Pour évaluer le niveau de synchronisation des systèmes digestifs des paires fusionnées, les biologistes les ont nourries avec des artémias (de petits crustacés) marquées par fluorescence, introduits par une seule bouche. Ils ont constaté que la nourriture se déplaçait d’un tube digestif à l’autre. Après digestion par les deux estomacs, la nourriture a été excrétée par les deux anus, mais pas de manière simultanée.
Une non-reconnaissance du « soi » et du « non-soi »
L’équipe suggère que cette surprenante capacité de fusion résulte de l’absence de mécanismes de reconnaissance du « soi » et du « non-soi ». Étant donné la position évolutive des cnétophores, il est possible qu’ils ne disposent pas du gène de l’alloreconnaissance (la reconnaissance par le lymphocyte T du peptide allogénique qui lui est associé).
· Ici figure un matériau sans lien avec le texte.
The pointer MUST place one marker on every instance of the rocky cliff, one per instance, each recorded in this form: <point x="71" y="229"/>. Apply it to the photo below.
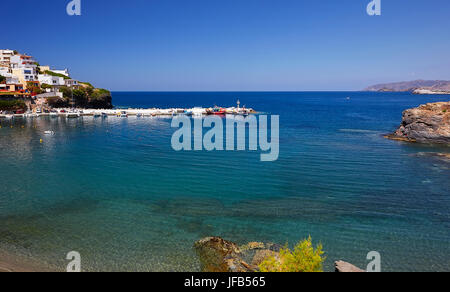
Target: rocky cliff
<point x="429" y="123"/>
<point x="417" y="87"/>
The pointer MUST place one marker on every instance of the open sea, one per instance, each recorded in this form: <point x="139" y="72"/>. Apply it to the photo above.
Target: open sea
<point x="114" y="189"/>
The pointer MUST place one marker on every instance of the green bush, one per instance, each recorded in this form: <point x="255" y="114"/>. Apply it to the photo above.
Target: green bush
<point x="304" y="258"/>
<point x="12" y="105"/>
<point x="57" y="102"/>
<point x="51" y="73"/>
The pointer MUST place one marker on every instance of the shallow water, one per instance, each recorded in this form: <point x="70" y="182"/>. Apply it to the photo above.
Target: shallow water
<point x="115" y="191"/>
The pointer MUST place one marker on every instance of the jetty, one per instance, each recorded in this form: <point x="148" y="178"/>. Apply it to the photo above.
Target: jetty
<point x="130" y="112"/>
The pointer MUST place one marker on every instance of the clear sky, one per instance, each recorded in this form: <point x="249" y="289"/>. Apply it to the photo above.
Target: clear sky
<point x="211" y="45"/>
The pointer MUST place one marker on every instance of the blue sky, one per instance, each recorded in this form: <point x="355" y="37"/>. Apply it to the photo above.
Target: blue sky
<point x="211" y="45"/>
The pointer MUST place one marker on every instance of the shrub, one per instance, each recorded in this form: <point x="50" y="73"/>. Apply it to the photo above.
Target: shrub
<point x="51" y="73"/>
<point x="304" y="258"/>
<point x="12" y="105"/>
<point x="46" y="86"/>
<point x="57" y="102"/>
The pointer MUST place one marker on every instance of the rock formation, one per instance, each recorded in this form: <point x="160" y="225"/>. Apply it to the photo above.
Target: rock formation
<point x="429" y="123"/>
<point x="344" y="267"/>
<point x="219" y="255"/>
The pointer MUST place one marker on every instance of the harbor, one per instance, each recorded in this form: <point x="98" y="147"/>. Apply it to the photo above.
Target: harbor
<point x="131" y="112"/>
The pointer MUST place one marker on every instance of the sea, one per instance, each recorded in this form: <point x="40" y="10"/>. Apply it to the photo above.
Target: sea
<point x="116" y="191"/>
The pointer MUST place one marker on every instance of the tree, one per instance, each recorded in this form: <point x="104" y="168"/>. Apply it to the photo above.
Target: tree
<point x="304" y="258"/>
<point x="31" y="86"/>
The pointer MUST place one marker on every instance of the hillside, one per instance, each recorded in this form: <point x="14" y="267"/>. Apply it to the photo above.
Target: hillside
<point x="440" y="86"/>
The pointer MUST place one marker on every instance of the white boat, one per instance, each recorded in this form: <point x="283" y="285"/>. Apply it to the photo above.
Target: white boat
<point x="72" y="115"/>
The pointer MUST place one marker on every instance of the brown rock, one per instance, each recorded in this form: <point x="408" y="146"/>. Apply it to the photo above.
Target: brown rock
<point x="344" y="267"/>
<point x="219" y="255"/>
<point x="427" y="123"/>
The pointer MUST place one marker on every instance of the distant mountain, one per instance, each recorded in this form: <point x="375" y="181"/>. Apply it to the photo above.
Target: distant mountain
<point x="413" y="86"/>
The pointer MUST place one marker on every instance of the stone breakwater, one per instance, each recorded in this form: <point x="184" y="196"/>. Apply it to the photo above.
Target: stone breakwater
<point x="429" y="123"/>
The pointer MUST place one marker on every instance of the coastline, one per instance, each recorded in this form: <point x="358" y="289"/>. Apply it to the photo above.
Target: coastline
<point x="15" y="263"/>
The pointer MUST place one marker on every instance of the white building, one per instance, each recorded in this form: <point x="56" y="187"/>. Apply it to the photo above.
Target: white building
<point x="71" y="83"/>
<point x="51" y="80"/>
<point x="5" y="55"/>
<point x="22" y="61"/>
<point x="64" y="72"/>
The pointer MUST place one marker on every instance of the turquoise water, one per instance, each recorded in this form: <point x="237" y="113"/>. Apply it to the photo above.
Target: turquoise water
<point x="115" y="191"/>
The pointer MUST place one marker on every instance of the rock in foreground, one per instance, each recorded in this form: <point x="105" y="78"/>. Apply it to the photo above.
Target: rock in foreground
<point x="219" y="255"/>
<point x="344" y="267"/>
<point x="429" y="123"/>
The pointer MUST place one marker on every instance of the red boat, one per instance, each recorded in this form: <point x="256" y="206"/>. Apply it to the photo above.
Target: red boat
<point x="217" y="111"/>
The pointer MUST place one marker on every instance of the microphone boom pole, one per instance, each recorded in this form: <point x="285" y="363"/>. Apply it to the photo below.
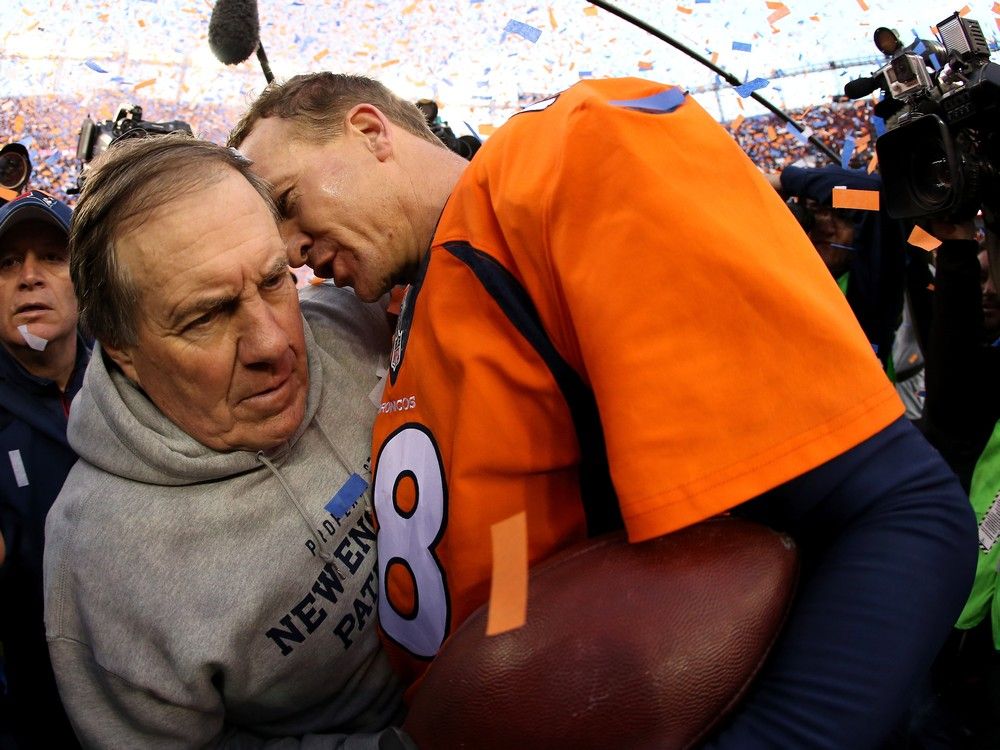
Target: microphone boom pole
<point x="264" y="65"/>
<point x="728" y="77"/>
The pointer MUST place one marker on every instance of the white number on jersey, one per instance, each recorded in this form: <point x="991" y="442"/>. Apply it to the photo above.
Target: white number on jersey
<point x="408" y="538"/>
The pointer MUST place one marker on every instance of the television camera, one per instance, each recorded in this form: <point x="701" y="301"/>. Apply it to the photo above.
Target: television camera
<point x="465" y="146"/>
<point x="938" y="155"/>
<point x="96" y="137"/>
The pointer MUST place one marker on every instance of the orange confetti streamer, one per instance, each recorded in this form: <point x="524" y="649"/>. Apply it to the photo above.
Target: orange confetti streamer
<point x="778" y="14"/>
<point x="508" y="606"/>
<point x="919" y="238"/>
<point x="862" y="200"/>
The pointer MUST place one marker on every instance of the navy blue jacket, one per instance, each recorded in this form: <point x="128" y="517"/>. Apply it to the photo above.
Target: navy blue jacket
<point x="34" y="461"/>
<point x="878" y="263"/>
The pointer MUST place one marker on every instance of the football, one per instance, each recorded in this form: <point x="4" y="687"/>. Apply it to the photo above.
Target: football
<point x="645" y="645"/>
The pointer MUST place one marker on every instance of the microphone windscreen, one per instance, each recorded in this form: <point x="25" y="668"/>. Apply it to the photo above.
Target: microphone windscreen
<point x="234" y="30"/>
<point x="861" y="87"/>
Les chercheurs estiment par ailleurs que l’alloreconnaissance est étroitement liée à l’évolution des animaux multicellulaires.
Cependant, l’étude n’a pas pu confirmer si cette capacité de fusion pourrait se manifester dans la nature. Les noix de mer vivent dans les océans parmi une multitude d’autres zooplanctons, rendant peu probable qu’ils se retrouvent souvent à proximité d’autres spécimens avec lesquels ils pourraient fusionner. Par ailleurs, bien que les animaux fusionnés se comportent comme un seul et même spécimen, ils ne constituent pas pour autant un organisme unique, car ils possèdent toujours des ADN distincts. Ils ne pourraient ainsi pas transmettre leur morphologie atypique à la génération suivante.
Il n’est pas non plus clair si la fusion entre individus fonctionne comme une stratégie de survie ou d’adaptation. Les chercheurs estiment que des recherches plus poussées pourraient combler ces lacunes et pourraient également avoir des implications dans la recherche en médecine régénératrice. « Les mécanismes d’alloreconnaissance sont liés au système immunitaire, et la fusion des systèmes nerveux est étroitement liée à la recherche sur la régénération », explique Jokura. « Décrypter les mécanismes moléculaires sous-jacents à cette fusion pourrait faire progresser ces domaines de recherche cruciaux », conclut-il.